VI. a) Selon l'art. 92 al. 1 CPC-VD, des dépens sont alloués à la partie qui obtient gain de cause. Ils comprennent principalement les frais de justice payés par la partie, ainsi que les honoraires et les débours de son avocat (art. 91 let. a et c CPC-VD). Les frais de justice englobent l'émolument de justice et les frais des mesures probatoires (art. 90 al. 1 CPC-VD; art. 2 aTFJC [tarif du 4 décembre 1984 des frais judiciaires en matière civile, applicable par renvoi de l'art. 99 al. 1 TFJC, tarif du 28 septembre 2010 des frais judiciaires civils, RSV 270.11.5]). Les honoraires d'avocat sont fixés selon le tarif du 17 juin 1986 des honoraires d'avocat dus à titre de dépens (tarif abrogé par l'entrée en vigueur, le 1er janvier 2011, du tarif des dépens en matière civile du 23 novembre 2010 [TDC; RSV 270.11.6], mais qui reste applicable en vertu de l'art. 26 al. 2 TDC).

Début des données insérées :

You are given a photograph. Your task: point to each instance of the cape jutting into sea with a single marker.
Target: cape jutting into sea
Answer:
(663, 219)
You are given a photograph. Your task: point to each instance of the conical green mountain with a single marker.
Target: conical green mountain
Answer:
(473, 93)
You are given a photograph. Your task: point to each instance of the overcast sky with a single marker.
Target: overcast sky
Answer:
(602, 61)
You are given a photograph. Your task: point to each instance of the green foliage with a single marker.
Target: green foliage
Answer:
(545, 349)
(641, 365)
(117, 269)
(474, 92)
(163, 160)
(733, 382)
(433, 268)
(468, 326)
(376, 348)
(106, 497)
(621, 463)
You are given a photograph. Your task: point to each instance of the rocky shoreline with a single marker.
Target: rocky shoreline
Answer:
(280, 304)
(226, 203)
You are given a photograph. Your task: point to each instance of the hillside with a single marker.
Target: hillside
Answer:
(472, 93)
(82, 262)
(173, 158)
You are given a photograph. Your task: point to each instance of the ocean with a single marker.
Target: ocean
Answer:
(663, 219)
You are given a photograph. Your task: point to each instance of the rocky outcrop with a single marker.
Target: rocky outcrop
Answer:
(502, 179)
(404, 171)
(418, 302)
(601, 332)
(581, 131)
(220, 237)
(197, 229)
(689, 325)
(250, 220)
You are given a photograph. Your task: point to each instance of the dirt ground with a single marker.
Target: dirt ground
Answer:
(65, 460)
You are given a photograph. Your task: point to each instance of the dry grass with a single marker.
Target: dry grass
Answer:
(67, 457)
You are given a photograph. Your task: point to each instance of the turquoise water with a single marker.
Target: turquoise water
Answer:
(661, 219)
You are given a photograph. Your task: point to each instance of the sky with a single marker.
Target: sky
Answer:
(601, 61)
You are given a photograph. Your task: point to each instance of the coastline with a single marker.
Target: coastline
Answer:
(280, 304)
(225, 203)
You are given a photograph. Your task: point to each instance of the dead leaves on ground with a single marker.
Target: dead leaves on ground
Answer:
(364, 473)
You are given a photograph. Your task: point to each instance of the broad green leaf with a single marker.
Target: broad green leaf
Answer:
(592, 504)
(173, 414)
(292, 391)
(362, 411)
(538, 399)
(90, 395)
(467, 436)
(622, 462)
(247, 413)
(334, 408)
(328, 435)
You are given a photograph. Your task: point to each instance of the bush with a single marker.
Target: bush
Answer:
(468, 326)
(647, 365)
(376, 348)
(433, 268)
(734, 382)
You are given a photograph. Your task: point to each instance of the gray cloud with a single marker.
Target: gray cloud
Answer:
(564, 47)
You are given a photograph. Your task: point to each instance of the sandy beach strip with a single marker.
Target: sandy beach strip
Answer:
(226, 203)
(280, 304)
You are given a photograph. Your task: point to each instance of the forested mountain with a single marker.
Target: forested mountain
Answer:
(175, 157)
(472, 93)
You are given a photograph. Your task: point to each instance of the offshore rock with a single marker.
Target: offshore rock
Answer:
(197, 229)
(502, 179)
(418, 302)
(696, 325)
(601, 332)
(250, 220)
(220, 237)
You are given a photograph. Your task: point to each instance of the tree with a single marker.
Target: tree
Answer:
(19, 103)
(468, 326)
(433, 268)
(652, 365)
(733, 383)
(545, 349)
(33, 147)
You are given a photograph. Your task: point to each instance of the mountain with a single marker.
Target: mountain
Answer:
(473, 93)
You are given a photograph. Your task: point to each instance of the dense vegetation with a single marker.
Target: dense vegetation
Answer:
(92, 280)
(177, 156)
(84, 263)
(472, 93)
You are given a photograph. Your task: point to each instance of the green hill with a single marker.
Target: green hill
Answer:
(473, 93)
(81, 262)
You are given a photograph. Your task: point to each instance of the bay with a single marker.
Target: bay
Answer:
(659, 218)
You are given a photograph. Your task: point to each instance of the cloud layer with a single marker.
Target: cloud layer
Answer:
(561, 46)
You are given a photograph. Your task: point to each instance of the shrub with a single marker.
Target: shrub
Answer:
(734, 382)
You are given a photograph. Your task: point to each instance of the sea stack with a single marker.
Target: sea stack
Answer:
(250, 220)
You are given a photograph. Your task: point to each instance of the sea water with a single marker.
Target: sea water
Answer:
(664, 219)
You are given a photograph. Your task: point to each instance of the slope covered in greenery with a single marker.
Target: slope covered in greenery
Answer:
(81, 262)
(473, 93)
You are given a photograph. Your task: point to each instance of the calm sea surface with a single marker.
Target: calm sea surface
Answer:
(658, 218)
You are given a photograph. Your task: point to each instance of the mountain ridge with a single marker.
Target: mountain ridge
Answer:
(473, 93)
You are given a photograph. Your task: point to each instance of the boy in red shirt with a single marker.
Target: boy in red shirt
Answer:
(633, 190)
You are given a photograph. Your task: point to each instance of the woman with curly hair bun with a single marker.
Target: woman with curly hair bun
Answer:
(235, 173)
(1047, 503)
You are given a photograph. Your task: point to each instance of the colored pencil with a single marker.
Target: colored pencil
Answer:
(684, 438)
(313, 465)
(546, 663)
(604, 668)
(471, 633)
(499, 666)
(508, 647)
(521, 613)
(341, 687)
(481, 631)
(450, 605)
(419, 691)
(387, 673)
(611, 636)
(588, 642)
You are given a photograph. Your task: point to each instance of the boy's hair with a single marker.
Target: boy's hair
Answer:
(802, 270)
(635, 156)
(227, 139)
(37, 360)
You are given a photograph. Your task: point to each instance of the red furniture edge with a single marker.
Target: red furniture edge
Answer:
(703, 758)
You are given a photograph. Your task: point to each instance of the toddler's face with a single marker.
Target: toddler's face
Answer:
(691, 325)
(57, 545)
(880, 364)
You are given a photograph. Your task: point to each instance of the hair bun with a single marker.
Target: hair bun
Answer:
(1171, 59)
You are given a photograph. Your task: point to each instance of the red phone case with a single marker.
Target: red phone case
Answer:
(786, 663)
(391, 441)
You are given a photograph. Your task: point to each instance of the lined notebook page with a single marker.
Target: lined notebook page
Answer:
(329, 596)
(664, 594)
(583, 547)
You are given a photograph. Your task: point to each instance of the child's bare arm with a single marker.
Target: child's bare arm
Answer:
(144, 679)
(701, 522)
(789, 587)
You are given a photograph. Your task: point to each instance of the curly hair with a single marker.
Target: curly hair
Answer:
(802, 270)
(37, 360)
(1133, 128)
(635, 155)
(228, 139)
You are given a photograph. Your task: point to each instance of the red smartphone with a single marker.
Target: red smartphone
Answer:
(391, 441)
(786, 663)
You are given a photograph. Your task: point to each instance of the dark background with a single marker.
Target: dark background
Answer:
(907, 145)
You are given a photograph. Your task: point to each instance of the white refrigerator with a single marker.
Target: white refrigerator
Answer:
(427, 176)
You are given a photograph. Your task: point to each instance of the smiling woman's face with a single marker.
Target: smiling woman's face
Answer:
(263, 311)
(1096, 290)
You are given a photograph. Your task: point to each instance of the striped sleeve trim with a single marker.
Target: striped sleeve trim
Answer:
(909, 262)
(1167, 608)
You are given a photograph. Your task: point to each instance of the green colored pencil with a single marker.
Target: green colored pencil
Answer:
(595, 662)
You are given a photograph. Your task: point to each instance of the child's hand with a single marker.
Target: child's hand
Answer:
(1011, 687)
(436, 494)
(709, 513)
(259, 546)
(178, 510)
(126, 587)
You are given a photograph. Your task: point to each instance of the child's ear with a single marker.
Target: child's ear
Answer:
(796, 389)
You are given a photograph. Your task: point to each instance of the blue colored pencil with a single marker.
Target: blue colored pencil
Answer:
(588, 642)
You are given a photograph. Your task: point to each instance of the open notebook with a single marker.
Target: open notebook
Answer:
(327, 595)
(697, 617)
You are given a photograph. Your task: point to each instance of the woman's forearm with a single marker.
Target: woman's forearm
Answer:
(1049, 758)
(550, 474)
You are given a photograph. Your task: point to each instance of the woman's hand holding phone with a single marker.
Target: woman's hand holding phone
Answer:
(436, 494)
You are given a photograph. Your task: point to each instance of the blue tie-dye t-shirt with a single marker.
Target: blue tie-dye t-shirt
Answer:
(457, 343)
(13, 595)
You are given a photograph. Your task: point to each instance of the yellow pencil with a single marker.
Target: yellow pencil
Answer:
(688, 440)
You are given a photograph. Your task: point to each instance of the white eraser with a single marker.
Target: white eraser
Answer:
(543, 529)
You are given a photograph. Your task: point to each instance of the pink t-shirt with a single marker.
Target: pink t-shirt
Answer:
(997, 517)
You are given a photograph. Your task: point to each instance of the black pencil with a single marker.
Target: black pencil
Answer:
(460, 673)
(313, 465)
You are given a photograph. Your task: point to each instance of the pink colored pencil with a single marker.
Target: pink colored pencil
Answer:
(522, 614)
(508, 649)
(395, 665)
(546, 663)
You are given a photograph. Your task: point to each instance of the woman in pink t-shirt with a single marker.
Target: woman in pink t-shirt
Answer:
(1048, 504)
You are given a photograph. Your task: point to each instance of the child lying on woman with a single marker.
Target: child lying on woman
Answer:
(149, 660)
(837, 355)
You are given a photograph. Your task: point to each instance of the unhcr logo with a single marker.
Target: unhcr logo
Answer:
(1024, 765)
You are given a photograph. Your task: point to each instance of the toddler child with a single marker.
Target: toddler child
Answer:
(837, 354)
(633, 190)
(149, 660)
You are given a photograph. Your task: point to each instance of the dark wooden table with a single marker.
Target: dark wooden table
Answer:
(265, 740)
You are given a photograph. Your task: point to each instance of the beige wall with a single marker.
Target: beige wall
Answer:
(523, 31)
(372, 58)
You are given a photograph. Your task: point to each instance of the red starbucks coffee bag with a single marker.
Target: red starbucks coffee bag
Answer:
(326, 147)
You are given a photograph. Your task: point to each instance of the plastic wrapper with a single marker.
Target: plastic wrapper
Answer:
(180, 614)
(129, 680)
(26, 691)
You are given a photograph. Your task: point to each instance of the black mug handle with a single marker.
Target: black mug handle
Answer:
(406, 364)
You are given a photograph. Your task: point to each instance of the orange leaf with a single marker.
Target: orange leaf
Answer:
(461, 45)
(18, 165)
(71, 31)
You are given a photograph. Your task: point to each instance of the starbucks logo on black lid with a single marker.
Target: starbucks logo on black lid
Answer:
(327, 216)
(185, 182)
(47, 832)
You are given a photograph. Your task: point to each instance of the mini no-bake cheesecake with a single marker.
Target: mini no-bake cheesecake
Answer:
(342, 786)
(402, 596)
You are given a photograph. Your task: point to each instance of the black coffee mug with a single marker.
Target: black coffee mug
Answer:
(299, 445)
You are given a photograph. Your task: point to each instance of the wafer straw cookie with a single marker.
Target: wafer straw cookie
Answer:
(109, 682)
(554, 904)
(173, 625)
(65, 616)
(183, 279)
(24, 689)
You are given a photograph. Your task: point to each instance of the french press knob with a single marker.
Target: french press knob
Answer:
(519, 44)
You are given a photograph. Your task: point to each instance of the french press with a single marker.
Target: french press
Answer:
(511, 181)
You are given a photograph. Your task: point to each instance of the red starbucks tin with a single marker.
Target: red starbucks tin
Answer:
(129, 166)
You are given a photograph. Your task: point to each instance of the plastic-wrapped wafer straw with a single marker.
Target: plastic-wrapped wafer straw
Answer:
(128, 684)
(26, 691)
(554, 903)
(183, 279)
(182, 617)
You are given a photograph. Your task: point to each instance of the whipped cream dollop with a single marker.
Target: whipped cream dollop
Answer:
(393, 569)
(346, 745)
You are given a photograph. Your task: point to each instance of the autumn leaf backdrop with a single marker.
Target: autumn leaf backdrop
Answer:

Les débours ont trait au paiement d'une somme d'argent précise pour une opération déterminée.
A l'issue d'un litige, le juge doit rechercher lequel des plaideurs gagne le procès et lui allouer une certaine somme en remboursement de ses frais, à la charge du plaideur perdant, et non pas répartir les dépens proportionnellement aux montants alloués (Poudret/Haldy/Tappy, op. cit., n. 3 ad art. 92 CPC-VD).
b) Obtenant entièrement gain de cause, les défendeurs ont droit à de pleins dépens, à la charge du demandeur. Compte tenu du fait que chacun des défendeurs a été assisté par un conseil, que les écritures du défendeur sont plus conséquentes que celles de la défenderesse et que la procédure probatoire est identique, ces dépens comprendront une participation aux honoraires des deux conseils fixée en fonction du travail accompli par ceux-ci. Compte tenu de ces éléments, il convient d’arrêter les dépens comme suit :
- pour la défenderesse, à 13'000 fr., savoir :
|
a) |
10’000 |
fr. |
|
à titre de participation aux honoraires de son conseil; |
|
b) |
500 |
fr. |
|
pour les débours de celui‑ci; |
|
c) |
2’500 |
fr. |
|
en remboursement de son coupon de justice. |
- pour le défendeur, à 19'352 fr. 50, savoir :
|
a) |
16’000 |
fr. |
|
à titre de participation aux honoraires de son conseil; |
|
b) |
800 |
fr. |
|
pour les débours de celui‑ci; |
|
c) |
2'552 |
fr. |
50 |
en remboursement de son coupon de justice. |
Par ces motifs,
la Cour civile,
statuant à huis clos,
prononce :
I. Les conclusions prises par la demanderesse X.________ SA contre les défendeurs P.________ SA et V.________, selon demande du 17 juillet 2009, sont rejetées.
II. Les frais de justice sont arrêtés à 13'237 fr. 50 (treize mille deux cent trente-sept francs et cinquante centimes) pour la demanderesse X.________ SA, à 2'500 fr. (deux mille cinq cents francs) pour la défenderesse P.________ SA et à 2'552 fr. 50 (deux mille cinq cent cinquante-deux francs et cinquante centimes) pour le défendeur V.________.
III. La demanderesse X.________ SA versera à la défenderesse P.________ SA le montant de 13'000 (treize mille francs) et au défendeur V.________ le montant de 19'352 fr. 50 (dix-neuf mille trois cent cinquante-deux francs et cinquante centimes) à titre de dépens.
Le président: La greffière:
P. Hack T. Germond
Du
Le jugement qui précède, dont le dispositif a été communiqué aux parties le 10 novembre 2014, lu et approuvé à huis clos, est notifié, par l'envoi de photocopies, aux conseils des parties.
Les parties peuvent faire appel auprès de la Cour d'appel civile du Tribunal cantonal dans les trente jours dès la notification du présent jugement en déposant auprès de l'instance d'appel un appel écrit et motivé, en deux exemplaires. La décision qui fait l'objet de l'appel doit être jointe au dossier.